One potential insight I’ve been trying to articulate is about from where we drive energy. I think I was relying too heavily upon rest time as an energy source, and if I didn’t have enough time to mentally unplug and/or sleep, some part of my mind used this as an excuse to not give my 100%. Now I want to consider the idea that striving toward giving your 100% in achieving daily goals is a better source of energy, and I’ve done this before. It takes a bit more conscious thought into what each day looks like, but it leaves me feeling better for most of the day. Plus, I find that after a day well-seized, rest comes more naturally and is more fulfilling.

I might not be describing it well, and that’s fine. The ideas aren’t totally clear in my head yet, either. For now I’m just going to set clear goals for myself and do my best in achieving those goals. We’ll see how it goes.

But let’s talk about the highlights of the last few months.

Shine

At EVO I beat Mew2King, and at SSC I placed top 8. There were two weeks remaining until Shine and I was sitting pretty.

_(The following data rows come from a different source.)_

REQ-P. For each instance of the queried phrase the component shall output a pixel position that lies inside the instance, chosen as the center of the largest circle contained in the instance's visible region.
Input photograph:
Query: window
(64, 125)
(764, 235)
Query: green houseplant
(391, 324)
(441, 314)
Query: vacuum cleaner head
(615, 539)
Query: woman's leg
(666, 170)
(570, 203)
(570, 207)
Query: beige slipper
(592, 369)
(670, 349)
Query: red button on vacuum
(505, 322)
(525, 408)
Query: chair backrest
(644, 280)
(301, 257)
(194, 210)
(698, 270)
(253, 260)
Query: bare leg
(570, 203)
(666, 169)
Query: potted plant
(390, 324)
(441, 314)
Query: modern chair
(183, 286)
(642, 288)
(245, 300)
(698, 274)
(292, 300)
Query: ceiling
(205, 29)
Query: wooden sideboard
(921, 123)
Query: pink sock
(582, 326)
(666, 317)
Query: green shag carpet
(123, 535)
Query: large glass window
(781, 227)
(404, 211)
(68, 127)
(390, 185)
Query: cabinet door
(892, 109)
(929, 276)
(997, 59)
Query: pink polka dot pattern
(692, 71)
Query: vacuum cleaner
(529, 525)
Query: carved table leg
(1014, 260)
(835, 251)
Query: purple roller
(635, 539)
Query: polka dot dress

I basically took the entire next week off, barely touching Melee. But as the weekend before Shine came, I decided not to rest on my laurels for Shine. I wasn’t feeling a lot of strong motivators, and was hoping to have fun and relax at Shine. But past experience (see: SSC16 as an example) showed me that the most fulfilling weekends I have in Smash are those during which I try my hardest, and that going into a competition with anything less is just a set-up for disappointment.

So that week, I had two goals: work on the spacie matchup and stay sharp. The latter meant that I would not be half-assing anything – I would be trying my best at work, at fitness, and at smash. I felt like I’d elevated myself through sheer force of will. This, for me, served as a good example of how discipline is stronger than motivation (thanks Coach Bobby).

Lo and behold, I tried my best at Shine and did find it to be a relaxing weekend. I was able to walk away from each set proud of my gameplay, a goal I’ve been working on all year. Not only that, but I beat Westballz, proving to myself that the hard work I put into analysis and study was paying off. Even against Mang0, who defeated me 3-1, I felt proud of my effort and gameplay.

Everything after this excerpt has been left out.